The US air travel system faces widespread disruptions if automatic government spending cuts go into effect next week, transportation secretary Ray LaHood said on Friday in an effort to pressure congressional lawmakers to delay the cuts.
LaHood painted a dismal picture of delayed and cancelled flights, shuttered control towers and airports, and irate air travelers from coast to coast if across-the-board spending cuts are allowed to take place under the process known as sequestration.
"Flights to major cities like New York, Chicago and San Francisco and others could experience delays of up to 90 minutes during peak hours," he told reporters at the White House. "Delays in these major airports will ripple across the country."
About USD$85 billion in cuts are due to be applied across government programs on March 1 unless lawmakers act. The cuts were designed to be so onerous they would force a compromise over a broader deficit reduction package, but this has proved elusive.
President Obama has urged Congress to postpone the cuts for several months to let the White House and congressional Republicans hammer out a deficit-cutting deal.

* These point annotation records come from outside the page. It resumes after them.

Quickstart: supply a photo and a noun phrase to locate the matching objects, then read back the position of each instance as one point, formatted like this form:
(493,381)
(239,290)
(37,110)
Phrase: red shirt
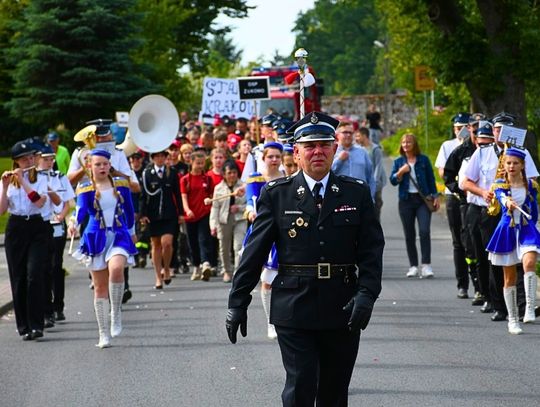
(216,178)
(241,166)
(197,187)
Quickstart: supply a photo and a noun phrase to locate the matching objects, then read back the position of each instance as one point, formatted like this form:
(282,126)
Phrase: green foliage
(339,35)
(176,39)
(71,62)
(439,130)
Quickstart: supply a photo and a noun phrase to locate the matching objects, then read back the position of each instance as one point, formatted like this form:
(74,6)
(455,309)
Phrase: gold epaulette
(499,184)
(257,178)
(85,187)
(121,182)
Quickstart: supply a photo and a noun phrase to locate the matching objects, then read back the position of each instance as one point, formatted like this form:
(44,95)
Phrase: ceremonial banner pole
(301,55)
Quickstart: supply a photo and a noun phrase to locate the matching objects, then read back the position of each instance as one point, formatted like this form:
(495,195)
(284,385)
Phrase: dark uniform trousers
(453,213)
(26,243)
(317,348)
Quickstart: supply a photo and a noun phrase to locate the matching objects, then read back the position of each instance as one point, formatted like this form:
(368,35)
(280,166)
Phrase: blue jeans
(409,211)
(200,241)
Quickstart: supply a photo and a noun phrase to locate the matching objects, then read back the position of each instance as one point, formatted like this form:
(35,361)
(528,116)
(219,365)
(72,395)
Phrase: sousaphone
(153,123)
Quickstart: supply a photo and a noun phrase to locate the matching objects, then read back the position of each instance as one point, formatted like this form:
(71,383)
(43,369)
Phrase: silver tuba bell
(153,124)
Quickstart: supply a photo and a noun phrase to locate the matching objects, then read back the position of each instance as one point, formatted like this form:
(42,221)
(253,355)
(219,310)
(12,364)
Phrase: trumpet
(494,208)
(12,172)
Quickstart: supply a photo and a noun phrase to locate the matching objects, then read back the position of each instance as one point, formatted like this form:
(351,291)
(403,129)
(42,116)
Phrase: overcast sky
(268,27)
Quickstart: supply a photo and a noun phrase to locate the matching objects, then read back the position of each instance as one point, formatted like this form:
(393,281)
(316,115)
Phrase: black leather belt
(319,270)
(26,217)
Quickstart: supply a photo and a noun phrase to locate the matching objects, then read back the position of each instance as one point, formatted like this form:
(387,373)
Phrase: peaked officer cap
(315,126)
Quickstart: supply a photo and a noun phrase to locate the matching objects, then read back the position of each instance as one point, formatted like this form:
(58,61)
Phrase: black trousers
(474,214)
(453,212)
(26,244)
(319,366)
(58,277)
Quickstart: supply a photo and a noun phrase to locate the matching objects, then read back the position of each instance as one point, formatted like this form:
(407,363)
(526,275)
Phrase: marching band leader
(330,245)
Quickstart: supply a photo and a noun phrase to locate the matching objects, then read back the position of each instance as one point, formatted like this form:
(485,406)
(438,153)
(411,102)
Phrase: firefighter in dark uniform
(329,246)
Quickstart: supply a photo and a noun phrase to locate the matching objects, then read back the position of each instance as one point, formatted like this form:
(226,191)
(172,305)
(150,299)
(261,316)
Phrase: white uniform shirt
(483,164)
(444,152)
(18,201)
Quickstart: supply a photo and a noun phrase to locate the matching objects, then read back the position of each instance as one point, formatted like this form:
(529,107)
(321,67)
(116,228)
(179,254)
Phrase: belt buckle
(323,271)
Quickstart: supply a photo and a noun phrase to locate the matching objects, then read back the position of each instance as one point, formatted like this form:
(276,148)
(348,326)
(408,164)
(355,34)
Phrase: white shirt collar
(311,182)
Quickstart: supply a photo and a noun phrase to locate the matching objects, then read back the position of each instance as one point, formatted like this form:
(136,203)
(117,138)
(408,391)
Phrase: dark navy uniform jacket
(345,232)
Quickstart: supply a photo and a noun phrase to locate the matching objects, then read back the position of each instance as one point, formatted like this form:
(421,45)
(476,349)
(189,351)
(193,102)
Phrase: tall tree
(73,63)
(11,129)
(488,45)
(339,35)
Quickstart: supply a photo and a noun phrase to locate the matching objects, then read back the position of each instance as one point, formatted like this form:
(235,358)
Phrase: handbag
(428,200)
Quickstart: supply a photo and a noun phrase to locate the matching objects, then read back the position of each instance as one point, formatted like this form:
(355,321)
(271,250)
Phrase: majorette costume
(110,222)
(515,234)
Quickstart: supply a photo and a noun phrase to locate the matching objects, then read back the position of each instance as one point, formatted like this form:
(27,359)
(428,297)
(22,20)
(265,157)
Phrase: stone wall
(400,113)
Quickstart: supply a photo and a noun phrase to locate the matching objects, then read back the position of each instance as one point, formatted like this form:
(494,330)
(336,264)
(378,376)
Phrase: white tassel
(116,291)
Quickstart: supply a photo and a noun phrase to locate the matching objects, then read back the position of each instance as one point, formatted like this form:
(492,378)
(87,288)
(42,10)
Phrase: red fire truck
(285,99)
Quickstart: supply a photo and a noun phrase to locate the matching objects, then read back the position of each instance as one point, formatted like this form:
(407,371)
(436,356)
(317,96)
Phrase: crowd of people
(190,207)
(492,211)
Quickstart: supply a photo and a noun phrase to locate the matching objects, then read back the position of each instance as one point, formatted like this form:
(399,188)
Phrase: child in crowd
(195,187)
(516,238)
(227,220)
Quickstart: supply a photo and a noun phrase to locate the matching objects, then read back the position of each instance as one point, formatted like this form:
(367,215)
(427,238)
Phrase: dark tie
(317,194)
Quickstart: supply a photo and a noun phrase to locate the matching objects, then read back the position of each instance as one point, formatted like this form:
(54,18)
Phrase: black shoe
(36,333)
(498,316)
(49,322)
(127,295)
(478,299)
(462,293)
(487,308)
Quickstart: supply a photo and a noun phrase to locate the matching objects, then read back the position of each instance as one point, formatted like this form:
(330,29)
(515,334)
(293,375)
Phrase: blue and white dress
(110,224)
(254,185)
(515,235)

The president has given a series of speeches, echoed by his staff, stressing the economic damage the cuts would cause.
Republicans, who have argued that government overspending is a leading problem hurting the US economy, have so far rebuffed the president's efforts. A number of Republican members of Congress have said that while the cuts may be painful, they could benefit the nation's finances in the long term.
LaHood, a former Republican US congressional representative, acknowledged that the administration hoped his warnings might sway the views of his fellow party members.
"I would describe my presence here with one word: Republican," the former congressman from Peoria, Illinois said. "They're hoping that maybe I can influence some of the people in my own party."
LaHood said sequestration would lead to USD$1 billion in spending cuts at the Transportation Department, of which more than USD$600 million would be to the Federal Aviation Administration, which oversees US air travel.
The "vast majority" of the FAA's approximately 47,000 employees face furloughs of at least a day per pay period until the end of September, he said.
The government would also close more than 100 air-traffic control towers in places with light traffic such as Boca Raton, Florida, Joplin, Missouri, and Hilton Head, South Carolina, LaHood said.